Our goal is to select high quality structures from each metafold, where
possible, from our Consensus Domain Dictionary
(CDD) for simulation. The
structures of the domains within each metafold in our CDD were examined.
Where there was more than one structure available within a metafold,
domains comprising an entire chain in the PDB were preferred over
domains from mulitmers and multi-domain proteins. Shorter domains were
preferred over larger ones with a maximum cutoff of 450 residues and
high resolution crystal structures (resolution cutoff of 3 Å) over
NMR structures. Potential protein domains were also selected to be
self-contained and likely to fold independently. We preferred domains
without cofactors (with the exception of heme, Zn and Ca), were not part
of a membrane and were globular with regular secondary structure
elements.
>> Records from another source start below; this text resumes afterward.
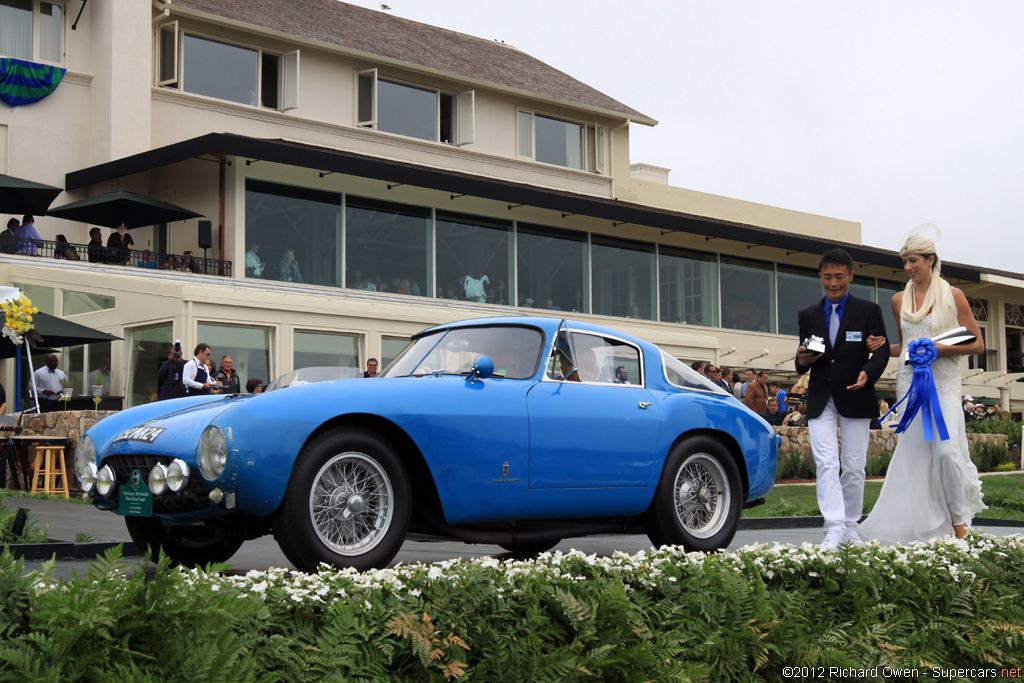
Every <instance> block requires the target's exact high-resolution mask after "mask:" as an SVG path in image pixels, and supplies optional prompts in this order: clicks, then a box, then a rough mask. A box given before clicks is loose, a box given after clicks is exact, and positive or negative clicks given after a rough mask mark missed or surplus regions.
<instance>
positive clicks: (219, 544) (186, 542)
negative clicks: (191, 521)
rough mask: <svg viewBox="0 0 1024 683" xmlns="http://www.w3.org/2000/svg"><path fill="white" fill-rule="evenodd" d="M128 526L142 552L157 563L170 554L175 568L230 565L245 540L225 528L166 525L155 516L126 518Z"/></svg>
mask: <svg viewBox="0 0 1024 683" xmlns="http://www.w3.org/2000/svg"><path fill="white" fill-rule="evenodd" d="M125 526H127V527H128V536H130V537H131V540H132V542H133V543H134V544H135V546H136V547H137V548H138V549H139V550H143V551H144V550H145V549H148V550H150V553H151V558H152V559H153V561H157V560H158V559H160V554H161V553H166V554H167V556H168V557H169V558H171V563H172V565H175V566H176V565H178V564H180V565H182V566H186V567H197V566H203V565H206V564H209V563H211V562H226V561H227V560H229V559H230V558H231V556H233V555H234V553H237V552H238V551H239V548H241V547H242V544H243V542H244V541H245V539H243V538H242V537H241V536H238V537H236V536H230V535H228V533H226V527H224V526H216V527H214V526H212V525H202V526H164V525H163V524H161V523H160V521H159V520H157V519H154V518H152V517H125Z"/></svg>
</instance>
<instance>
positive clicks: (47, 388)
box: [32, 353, 68, 413]
mask: <svg viewBox="0 0 1024 683" xmlns="http://www.w3.org/2000/svg"><path fill="white" fill-rule="evenodd" d="M32 380H33V383H34V384H35V386H36V395H37V396H38V397H39V410H40V411H42V412H43V413H50V412H52V411H59V410H60V390H61V389H63V388H65V384H66V383H67V382H68V376H67V375H65V374H63V371H61V370H60V369H59V368H57V354H56V353H50V354H49V355H48V356H46V366H45V367H44V368H40V369H39V370H37V371H36V372H35V373H33V375H32Z"/></svg>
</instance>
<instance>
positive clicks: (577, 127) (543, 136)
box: [517, 110, 604, 173]
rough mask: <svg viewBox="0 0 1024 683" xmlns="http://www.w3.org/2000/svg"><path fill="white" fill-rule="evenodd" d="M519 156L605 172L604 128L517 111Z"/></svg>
mask: <svg viewBox="0 0 1024 683" xmlns="http://www.w3.org/2000/svg"><path fill="white" fill-rule="evenodd" d="M517 131H518V132H517V137H518V138H519V142H518V144H519V156H520V157H522V158H524V159H534V160H536V161H539V162H541V163H544V164H553V165H555V166H563V167H565V168H574V169H579V170H581V171H591V172H592V173H603V172H604V129H603V128H602V127H601V126H599V125H597V124H593V123H580V122H574V121H567V120H565V119H557V118H555V117H551V116H547V115H544V114H538V113H536V112H527V111H523V110H520V111H519V112H518V113H517Z"/></svg>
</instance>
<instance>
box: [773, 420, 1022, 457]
mask: <svg viewBox="0 0 1024 683" xmlns="http://www.w3.org/2000/svg"><path fill="white" fill-rule="evenodd" d="M808 432H810V430H809V429H808V428H807V427H775V433H776V434H778V435H779V436H781V437H782V443H781V444H780V445H779V447H778V450H779V453H784V452H786V451H795V452H797V453H799V454H800V455H802V456H808V457H810V455H811V437H810V434H809V433H808ZM842 440H843V439H842V435H841V436H840V441H842ZM897 441H899V435H898V434H897V433H896V432H894V431H892V430H890V429H872V430H871V435H870V437H869V440H868V442H867V453H868V454H869V455H880V454H883V453H892V452H893V451H895V450H896V443H897ZM967 441H968V444H969V445H970V446H971V449H972V450H973V449H974V445H975V443H978V442H981V443H986V442H987V443H994V444H998V445H1006V443H1007V437H1006V434H970V433H969V434H968V435H967Z"/></svg>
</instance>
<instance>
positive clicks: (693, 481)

Finally, for each metafold, the list of suitable protein
target structures was reduced by selecting for those systems with
available experimental data in the forms of NMR observables, folding and
unfolding studies, drug design, or protein interaction. If at least one
domain within a metafold met these criteria the domain was assigned as
the fold representative for that metafold and simulated. If no domains
within a metafold met all of the above criteria, a domain was assigned
as the fold representative and the reasons for rejection were annotated.
In the 2009 CDD, 807 metafolds had at least one domain suitable for
simulation while 888 metafolds were rejected.